Congresswoman Michele Bachmann (R-Minn.) is now in the crosshairs of the radical left-wing Credo Super PAC which jettisoned an earlier pledge not to target any female congressional candidate in the upcoming election.
Bachmann “has said more hateful and downright crazy things than just about anyone else in Congress,” said community organizer Becky Bond, president of Credo Super PAC.
Bachmann is the “Queen of Crazy,” according to Credo’s website. The PAC is attacking Bachmann because, among other things, she believes the U.S. Constitution limits the powers of the federal government, is an outspoken Christian, opposes same-sex marriage, believes manmade global warming is a myth, and wants to reform Medicare and Medicaid.
The well-funded political action committee was created by Credo Mobile, the wireless reseller that donates part of its profits to left-wing groups such as the George Soros-funded Media Matters for America, ACORN-affiliated Project Vote, Color of Change, and the Sierra Club Foundation. Credo Mobile boasts that it has given upwards of $70 million to left-wing groups since 1985. Credo Super PAC has raked in nearly $2 million so far, according to the Federal Election Commission database.

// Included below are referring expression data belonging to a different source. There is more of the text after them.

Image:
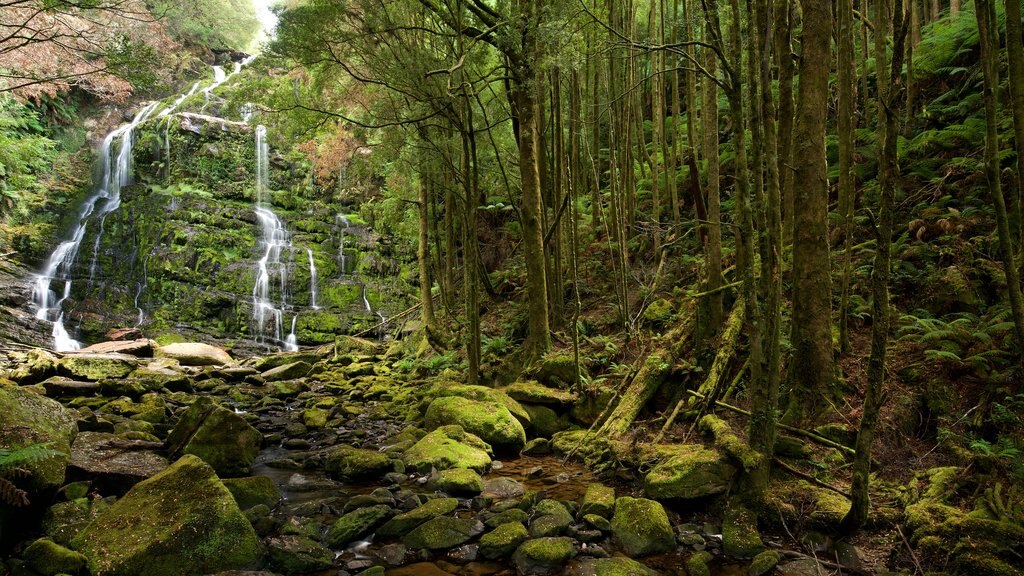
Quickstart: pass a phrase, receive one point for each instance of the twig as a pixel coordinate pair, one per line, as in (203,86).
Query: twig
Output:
(809,478)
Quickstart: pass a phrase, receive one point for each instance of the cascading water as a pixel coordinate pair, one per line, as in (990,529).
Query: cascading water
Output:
(116,173)
(273,240)
(312,281)
(341,241)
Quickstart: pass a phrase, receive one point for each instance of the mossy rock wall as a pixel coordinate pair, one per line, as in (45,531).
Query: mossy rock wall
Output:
(182,248)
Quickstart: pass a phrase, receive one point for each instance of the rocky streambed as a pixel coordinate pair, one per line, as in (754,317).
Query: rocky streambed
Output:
(180,459)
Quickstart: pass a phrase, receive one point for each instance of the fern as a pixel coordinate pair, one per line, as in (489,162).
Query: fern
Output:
(12,462)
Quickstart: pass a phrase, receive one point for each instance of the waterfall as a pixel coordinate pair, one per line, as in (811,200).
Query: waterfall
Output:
(273,239)
(115,174)
(341,240)
(292,343)
(312,281)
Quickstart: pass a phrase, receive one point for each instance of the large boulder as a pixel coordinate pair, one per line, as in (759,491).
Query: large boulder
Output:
(449,447)
(97,366)
(179,522)
(113,463)
(28,418)
(442,533)
(491,421)
(640,527)
(693,472)
(346,462)
(218,436)
(403,523)
(543,556)
(196,354)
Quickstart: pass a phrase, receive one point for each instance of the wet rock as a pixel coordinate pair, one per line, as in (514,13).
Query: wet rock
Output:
(253,490)
(449,447)
(218,436)
(491,421)
(502,488)
(392,554)
(442,532)
(739,533)
(346,462)
(536,393)
(297,554)
(59,386)
(181,521)
(461,482)
(29,419)
(693,472)
(543,556)
(141,347)
(503,540)
(505,517)
(97,366)
(50,559)
(551,519)
(287,372)
(640,527)
(114,463)
(696,565)
(763,563)
(196,354)
(403,523)
(611,567)
(357,524)
(537,447)
(599,500)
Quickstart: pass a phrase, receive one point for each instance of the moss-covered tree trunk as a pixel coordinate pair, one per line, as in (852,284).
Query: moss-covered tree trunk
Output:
(891,96)
(811,368)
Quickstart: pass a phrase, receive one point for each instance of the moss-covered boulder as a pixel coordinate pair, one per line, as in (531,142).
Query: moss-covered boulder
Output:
(27,419)
(218,436)
(196,354)
(531,392)
(503,540)
(101,458)
(764,563)
(253,490)
(181,521)
(402,523)
(739,533)
(692,472)
(640,527)
(462,482)
(97,366)
(357,524)
(441,533)
(449,447)
(599,499)
(287,372)
(491,421)
(346,462)
(49,559)
(543,556)
(297,554)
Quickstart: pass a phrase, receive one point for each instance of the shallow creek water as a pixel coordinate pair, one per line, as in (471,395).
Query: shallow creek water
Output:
(312,499)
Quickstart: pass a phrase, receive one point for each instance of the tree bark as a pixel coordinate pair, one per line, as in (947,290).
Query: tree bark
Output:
(811,372)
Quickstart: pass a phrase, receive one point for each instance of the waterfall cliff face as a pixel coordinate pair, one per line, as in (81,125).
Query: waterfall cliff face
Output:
(197,225)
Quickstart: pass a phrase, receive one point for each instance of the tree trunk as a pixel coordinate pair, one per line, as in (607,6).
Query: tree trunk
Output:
(847,142)
(1015,55)
(989,57)
(811,372)
(890,96)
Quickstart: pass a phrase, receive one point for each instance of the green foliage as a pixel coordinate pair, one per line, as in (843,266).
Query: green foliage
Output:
(25,153)
(217,24)
(11,462)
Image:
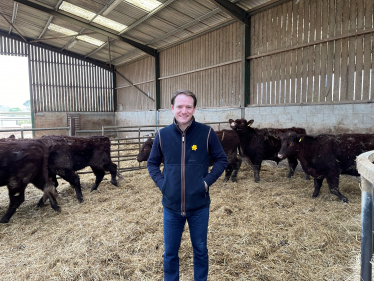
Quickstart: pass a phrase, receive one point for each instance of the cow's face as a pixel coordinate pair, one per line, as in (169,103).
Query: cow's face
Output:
(290,144)
(145,150)
(240,124)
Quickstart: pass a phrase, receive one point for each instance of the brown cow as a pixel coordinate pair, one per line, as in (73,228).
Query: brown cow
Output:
(230,143)
(261,144)
(326,156)
(24,162)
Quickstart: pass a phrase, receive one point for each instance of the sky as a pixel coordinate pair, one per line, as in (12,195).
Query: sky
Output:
(14,81)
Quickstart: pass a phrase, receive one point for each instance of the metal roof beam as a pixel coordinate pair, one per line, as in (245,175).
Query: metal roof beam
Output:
(55,49)
(134,24)
(14,27)
(265,6)
(52,12)
(15,9)
(235,11)
(49,20)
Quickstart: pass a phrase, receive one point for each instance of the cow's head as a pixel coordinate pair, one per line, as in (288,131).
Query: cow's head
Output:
(145,150)
(240,124)
(290,144)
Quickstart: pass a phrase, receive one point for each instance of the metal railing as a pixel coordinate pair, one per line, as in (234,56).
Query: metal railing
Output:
(365,167)
(33,130)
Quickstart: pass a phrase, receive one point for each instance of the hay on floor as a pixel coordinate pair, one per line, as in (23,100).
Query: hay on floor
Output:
(272,230)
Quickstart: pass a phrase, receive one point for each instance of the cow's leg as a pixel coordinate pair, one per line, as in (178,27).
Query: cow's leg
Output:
(112,168)
(228,172)
(333,182)
(50,193)
(237,165)
(99,177)
(54,179)
(317,186)
(292,164)
(256,171)
(72,177)
(16,198)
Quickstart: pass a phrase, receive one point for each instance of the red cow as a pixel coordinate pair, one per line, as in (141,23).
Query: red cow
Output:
(261,144)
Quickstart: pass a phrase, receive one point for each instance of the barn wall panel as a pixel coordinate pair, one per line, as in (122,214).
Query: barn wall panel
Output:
(319,52)
(209,65)
(88,121)
(141,75)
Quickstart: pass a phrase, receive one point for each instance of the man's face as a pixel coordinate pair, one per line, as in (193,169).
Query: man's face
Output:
(183,109)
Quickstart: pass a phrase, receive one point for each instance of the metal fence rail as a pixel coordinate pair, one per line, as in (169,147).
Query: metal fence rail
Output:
(365,167)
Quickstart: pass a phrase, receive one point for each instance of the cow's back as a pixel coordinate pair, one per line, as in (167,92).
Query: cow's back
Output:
(90,151)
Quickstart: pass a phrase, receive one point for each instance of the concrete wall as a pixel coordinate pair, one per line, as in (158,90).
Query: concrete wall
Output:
(316,119)
(89,121)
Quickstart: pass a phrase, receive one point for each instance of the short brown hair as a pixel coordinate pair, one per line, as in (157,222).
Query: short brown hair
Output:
(184,92)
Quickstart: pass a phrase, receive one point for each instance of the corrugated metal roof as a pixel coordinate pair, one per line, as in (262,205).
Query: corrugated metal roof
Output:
(173,21)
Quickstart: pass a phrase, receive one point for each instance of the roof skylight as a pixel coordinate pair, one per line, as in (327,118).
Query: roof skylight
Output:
(69,32)
(147,5)
(83,13)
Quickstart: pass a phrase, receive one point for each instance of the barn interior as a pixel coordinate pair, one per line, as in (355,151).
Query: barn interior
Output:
(115,64)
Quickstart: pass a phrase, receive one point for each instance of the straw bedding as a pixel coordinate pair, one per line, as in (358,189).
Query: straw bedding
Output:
(272,230)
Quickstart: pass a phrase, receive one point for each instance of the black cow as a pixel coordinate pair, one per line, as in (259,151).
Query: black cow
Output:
(230,143)
(23,162)
(94,152)
(60,162)
(261,144)
(326,156)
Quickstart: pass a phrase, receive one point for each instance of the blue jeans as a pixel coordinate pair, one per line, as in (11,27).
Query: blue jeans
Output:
(173,228)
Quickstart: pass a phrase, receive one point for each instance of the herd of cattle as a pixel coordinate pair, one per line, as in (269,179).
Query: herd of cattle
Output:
(321,156)
(39,161)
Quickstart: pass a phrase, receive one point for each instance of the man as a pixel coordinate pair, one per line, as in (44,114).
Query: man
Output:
(185,147)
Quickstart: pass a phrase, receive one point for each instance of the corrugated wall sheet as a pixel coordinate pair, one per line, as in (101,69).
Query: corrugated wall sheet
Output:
(314,51)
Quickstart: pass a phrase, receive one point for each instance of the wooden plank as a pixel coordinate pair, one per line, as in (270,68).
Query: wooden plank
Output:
(352,51)
(270,30)
(311,60)
(283,16)
(359,67)
(293,77)
(367,51)
(276,79)
(330,51)
(299,93)
(305,51)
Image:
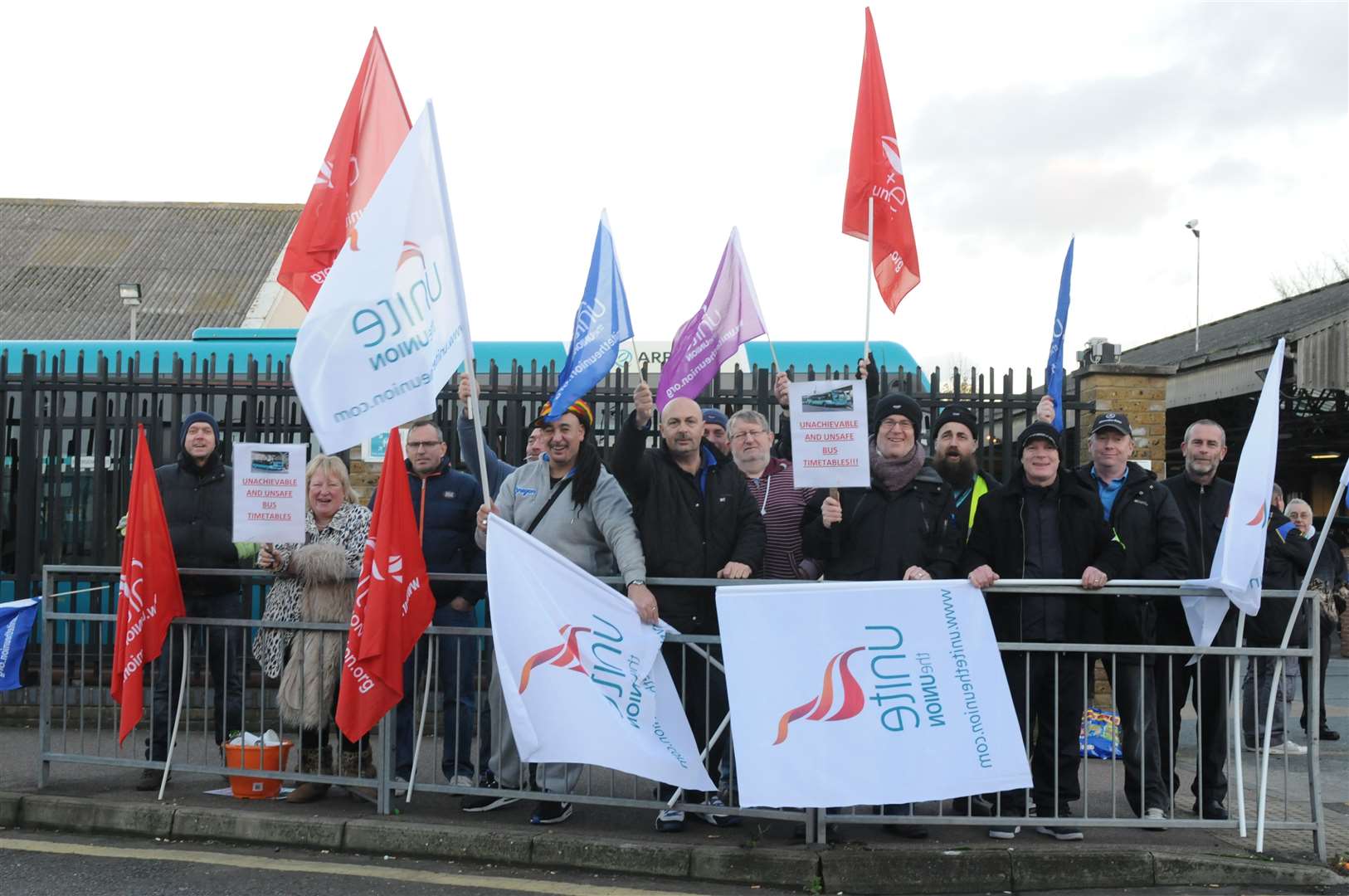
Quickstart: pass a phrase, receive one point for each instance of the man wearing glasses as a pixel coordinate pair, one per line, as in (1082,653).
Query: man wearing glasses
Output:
(903,527)
(779,501)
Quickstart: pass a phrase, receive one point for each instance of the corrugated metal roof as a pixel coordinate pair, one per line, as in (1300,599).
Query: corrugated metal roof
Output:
(197,263)
(1252,329)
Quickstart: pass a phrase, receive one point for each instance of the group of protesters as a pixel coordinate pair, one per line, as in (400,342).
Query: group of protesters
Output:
(715,499)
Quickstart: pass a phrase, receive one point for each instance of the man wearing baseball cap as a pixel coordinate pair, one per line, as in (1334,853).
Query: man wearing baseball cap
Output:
(715,426)
(1147,520)
(956,439)
(575,506)
(1045,523)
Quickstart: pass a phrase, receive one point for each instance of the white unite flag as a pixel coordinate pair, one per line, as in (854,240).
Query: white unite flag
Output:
(851,693)
(389,327)
(582,675)
(1239,562)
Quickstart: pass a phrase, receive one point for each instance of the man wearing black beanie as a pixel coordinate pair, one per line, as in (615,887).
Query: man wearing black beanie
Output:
(956,441)
(1045,523)
(899,528)
(197,491)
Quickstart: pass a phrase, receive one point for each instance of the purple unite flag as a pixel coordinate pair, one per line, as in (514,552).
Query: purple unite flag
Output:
(728,318)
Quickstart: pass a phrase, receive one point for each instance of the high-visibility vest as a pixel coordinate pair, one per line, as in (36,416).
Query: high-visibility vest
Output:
(981,489)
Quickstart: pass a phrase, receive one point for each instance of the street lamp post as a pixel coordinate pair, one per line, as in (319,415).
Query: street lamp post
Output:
(1193,224)
(129,295)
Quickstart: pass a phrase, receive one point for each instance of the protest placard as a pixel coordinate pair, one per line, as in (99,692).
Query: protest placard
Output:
(830,433)
(269,493)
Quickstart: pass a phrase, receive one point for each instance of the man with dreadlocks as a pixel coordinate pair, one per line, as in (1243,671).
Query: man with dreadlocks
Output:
(569,502)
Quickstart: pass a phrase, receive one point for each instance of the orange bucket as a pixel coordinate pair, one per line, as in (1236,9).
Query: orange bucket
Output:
(270,758)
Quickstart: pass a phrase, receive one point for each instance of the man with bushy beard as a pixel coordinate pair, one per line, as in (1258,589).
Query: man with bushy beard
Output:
(954,441)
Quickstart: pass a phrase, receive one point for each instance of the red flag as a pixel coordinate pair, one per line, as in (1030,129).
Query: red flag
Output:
(874,172)
(392,605)
(371,129)
(149,594)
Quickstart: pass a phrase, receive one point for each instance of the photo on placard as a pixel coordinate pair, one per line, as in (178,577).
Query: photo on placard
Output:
(833,401)
(269,460)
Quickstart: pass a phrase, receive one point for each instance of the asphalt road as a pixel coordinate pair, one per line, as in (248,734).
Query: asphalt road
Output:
(90,865)
(81,865)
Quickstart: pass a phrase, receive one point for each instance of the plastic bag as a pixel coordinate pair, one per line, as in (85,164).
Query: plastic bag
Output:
(1100,736)
(248,738)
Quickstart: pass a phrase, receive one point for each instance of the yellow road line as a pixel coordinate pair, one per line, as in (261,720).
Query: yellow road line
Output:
(377,872)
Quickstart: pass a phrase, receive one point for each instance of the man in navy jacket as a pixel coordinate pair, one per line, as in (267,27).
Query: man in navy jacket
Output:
(446,502)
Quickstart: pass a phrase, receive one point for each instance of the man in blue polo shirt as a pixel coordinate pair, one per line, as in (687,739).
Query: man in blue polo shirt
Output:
(1147,520)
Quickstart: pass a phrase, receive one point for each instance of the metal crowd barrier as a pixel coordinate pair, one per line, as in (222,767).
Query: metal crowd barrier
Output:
(79,721)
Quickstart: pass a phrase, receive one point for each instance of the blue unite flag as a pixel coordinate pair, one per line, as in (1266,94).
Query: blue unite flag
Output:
(602,325)
(1054,368)
(17,621)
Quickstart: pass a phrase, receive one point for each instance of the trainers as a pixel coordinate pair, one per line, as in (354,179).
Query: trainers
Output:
(670,821)
(551,812)
(489,801)
(718,820)
(1060,831)
(150,779)
(1211,810)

Barely three months ago Credo was very reluctant to include Bachmann in what it calls its “Take Down the Tea Party Ten” campaign. The PAC declined at that time to gun for the conservative champion and Tea Party leader, out of deference to the Left’s phony anti-GOP “war on women” narrative and because its leaders didn’t want to antagonize female voters.
“There’s no shortage of Tea Party women but if you look at this picture, one of our main themes, and most of our volunteers, frankly, are women,” Credo Mobile president Michael Kieschnick said June 18 during a panel discussion at the Campaign for America’s Future’s Take Back the American Dream conference in Washington, D.C. “We want to be able to go after Independent women [voters] in a year where the House has been ferociously anti-women. That’s why we’re doing it.”
Kieschnick did, however, qualify his statement. “I wouldn’t say we would never, ever do a woman but our structural bias is to start with all men.”
He also said Credo would only target candidates that were “beatable” — which makes Credo’s decision to open fire on Bachmann perplexing. (Kieschnick is a member of George Soros’s Democracy Alliance, a shadowy donors’ collaborative that aims to turn America into Greece.)
In announcing Credo’s assault on Bachmann, Bond cited the three-term lawmaker’s “weak primary showing.” Credo supporters’ “overwhelming demand” for Bachmann’s head convinced the PAC to go after her, Bond said.
In fact Bachmann won her August primary election with more than 80 percent of the vote in a three-way race. She is also the only one of the “Tea Party Ten” whose name does not appear on the RealClearPolitics list of House seats most likely to switch parties. Moreover, Bachmann’s campaign and Leadership PAC have together raised an impressive $17 million this election cycle, according to the Center for Responsive Politics.
Credo failed to respond to this skeptical reporter’s requests for comment. The PAC’s clam-up comes after the Obama campaign ordered high-level Democrats not to give interviews to conservative media outlets.